All of lore.kernel.org
 help / color / mirror / Atom feed
From: "Yan, Zheng" <zheng.z.yan@intel.com>
To: ceph-devel@vger.kernel.org, sage@inktank.com, greg@inktank.com
Cc: "Yan, Zheng" <zheng.z.yan@intel.com>
Subject: [PATCH] mds: avoid sending duplicated table prepare/commit
Date: Mon,  1 Apr 2013 16:51:21 +0800	[thread overview]
Message-ID: <1364806282-15071-1-git-send-email-zheng.z.yan@intel.com> (raw)
In-Reply-To: <1363531902-24909-1-git-send-email-zheng.z.yan@intel.com>

From: "Yan, Zheng" <zheng.z.yan@intel.com>

This patch makes table client defer sending table prepare/commit messages
until receiving table server's 'ready' message.

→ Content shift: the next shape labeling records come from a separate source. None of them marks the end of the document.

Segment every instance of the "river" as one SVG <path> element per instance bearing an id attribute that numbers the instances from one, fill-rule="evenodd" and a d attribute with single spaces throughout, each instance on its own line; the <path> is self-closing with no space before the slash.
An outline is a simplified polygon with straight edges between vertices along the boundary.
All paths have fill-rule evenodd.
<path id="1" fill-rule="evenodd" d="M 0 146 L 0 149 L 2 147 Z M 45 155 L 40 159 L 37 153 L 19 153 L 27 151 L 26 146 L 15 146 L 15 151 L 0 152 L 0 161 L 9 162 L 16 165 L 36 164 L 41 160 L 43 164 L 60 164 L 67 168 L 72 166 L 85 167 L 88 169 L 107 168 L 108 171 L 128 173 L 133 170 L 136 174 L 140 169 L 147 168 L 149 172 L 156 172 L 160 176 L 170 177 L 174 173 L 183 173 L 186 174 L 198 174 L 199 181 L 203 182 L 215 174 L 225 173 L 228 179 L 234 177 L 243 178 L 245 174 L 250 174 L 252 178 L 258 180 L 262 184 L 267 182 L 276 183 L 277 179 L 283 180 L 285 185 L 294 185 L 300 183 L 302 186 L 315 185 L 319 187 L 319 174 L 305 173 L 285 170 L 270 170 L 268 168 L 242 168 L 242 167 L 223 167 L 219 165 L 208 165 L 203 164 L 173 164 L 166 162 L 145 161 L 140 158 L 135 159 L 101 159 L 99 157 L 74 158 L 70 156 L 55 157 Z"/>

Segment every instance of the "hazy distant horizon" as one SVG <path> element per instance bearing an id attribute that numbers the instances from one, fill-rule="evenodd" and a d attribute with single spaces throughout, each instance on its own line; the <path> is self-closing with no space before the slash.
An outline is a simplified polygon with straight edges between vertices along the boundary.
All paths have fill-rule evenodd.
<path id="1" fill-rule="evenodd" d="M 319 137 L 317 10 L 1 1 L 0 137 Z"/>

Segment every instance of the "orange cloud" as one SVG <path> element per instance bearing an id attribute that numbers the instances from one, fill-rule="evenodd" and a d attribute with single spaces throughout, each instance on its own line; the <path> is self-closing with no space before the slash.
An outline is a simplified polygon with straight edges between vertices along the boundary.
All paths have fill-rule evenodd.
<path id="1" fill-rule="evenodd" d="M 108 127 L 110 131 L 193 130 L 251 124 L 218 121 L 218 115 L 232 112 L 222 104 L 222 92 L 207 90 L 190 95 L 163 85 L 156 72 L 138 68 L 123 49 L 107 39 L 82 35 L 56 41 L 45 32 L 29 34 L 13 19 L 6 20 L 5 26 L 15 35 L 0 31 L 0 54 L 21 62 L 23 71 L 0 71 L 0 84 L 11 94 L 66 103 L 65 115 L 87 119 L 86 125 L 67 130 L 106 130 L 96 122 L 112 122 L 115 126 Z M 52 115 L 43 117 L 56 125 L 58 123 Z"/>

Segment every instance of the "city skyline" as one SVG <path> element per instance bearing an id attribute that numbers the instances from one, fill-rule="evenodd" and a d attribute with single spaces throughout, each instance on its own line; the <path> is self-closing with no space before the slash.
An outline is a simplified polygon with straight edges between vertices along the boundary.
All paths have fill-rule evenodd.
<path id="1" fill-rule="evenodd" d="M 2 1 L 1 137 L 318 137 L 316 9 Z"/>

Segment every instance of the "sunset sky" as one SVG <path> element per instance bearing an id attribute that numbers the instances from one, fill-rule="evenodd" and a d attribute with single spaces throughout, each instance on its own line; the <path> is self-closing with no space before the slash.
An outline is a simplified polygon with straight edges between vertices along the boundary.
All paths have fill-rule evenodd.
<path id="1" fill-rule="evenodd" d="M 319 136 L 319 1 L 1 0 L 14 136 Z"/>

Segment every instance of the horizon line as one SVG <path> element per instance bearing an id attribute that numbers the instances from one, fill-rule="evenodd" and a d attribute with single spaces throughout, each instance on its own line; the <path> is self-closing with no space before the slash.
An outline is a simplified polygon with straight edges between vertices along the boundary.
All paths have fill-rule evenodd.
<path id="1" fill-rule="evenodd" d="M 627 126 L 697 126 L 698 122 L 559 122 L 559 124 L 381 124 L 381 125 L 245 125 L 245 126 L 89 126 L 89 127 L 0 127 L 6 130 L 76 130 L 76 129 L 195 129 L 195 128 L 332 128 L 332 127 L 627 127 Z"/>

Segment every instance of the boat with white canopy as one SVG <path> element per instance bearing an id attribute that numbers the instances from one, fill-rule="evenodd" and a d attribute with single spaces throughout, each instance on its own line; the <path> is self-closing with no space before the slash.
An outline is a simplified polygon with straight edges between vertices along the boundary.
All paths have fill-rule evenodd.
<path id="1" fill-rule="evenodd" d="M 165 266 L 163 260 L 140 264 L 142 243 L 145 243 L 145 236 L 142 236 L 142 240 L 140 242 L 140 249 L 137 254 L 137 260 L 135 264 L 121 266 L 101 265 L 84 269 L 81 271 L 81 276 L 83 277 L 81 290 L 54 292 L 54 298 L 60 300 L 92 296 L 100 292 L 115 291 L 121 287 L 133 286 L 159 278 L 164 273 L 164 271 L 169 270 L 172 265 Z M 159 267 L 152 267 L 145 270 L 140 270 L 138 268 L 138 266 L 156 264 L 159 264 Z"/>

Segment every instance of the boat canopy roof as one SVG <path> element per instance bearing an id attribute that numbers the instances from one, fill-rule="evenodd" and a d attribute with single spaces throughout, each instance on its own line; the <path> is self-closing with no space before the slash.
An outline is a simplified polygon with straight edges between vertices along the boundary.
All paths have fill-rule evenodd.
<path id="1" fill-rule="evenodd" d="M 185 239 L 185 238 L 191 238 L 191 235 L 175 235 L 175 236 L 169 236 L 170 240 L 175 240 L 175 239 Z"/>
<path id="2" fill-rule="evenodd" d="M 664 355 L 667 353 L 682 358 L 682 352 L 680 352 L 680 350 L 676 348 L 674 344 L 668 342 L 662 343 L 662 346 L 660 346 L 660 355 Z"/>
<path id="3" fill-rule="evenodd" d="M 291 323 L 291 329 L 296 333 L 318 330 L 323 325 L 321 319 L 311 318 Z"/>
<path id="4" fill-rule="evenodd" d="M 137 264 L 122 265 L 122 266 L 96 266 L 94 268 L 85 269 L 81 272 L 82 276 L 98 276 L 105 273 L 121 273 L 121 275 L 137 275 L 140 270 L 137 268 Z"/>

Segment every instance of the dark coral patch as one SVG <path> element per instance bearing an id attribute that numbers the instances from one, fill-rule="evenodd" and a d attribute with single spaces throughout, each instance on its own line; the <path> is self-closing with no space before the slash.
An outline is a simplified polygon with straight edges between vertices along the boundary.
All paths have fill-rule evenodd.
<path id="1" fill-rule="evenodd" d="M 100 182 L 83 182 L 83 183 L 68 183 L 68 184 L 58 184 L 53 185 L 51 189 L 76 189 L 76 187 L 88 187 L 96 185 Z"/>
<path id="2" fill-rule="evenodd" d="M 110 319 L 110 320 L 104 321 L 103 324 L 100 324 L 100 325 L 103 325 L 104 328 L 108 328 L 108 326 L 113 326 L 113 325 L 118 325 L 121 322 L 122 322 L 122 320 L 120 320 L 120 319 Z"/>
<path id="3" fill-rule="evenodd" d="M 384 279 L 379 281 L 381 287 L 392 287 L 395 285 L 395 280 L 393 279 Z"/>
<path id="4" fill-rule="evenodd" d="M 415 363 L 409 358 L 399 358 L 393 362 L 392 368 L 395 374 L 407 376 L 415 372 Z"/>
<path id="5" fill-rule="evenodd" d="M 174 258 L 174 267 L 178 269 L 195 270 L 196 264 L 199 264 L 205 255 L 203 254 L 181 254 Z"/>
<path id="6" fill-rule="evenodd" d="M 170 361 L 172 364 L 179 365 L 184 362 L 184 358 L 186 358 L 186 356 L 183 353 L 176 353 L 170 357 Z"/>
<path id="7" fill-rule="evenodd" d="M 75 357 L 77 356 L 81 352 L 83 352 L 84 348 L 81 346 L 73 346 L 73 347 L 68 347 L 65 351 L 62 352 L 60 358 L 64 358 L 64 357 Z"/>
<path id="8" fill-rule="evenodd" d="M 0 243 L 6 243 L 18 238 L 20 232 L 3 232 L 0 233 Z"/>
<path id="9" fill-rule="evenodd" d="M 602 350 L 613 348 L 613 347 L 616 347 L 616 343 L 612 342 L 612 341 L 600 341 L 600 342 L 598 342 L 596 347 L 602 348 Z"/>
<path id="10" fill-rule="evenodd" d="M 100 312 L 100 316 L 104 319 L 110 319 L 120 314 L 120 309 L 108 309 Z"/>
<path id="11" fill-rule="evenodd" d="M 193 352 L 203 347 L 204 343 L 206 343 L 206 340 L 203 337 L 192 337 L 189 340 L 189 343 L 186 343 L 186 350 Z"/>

This avoid duplicated table
prepare/commit messages.

Signed-off-by: Yan, Zheng <zheng.z.yan@intel.com>
---
 src/mds/AnchorClient.cc   |  9 +++++--
 src/mds/MDS.cc            | 14 +++++++++--
 src/mds/MDS.h             |  4 +++-
 src/mds/MDSTableClient.cc | 60 +++++++++++++++++++++++++----------------------
 src/mds/MDSTableClient.h  |  7 ++++--
 5 files changed, 59 insertions(+), 35 deletions(-)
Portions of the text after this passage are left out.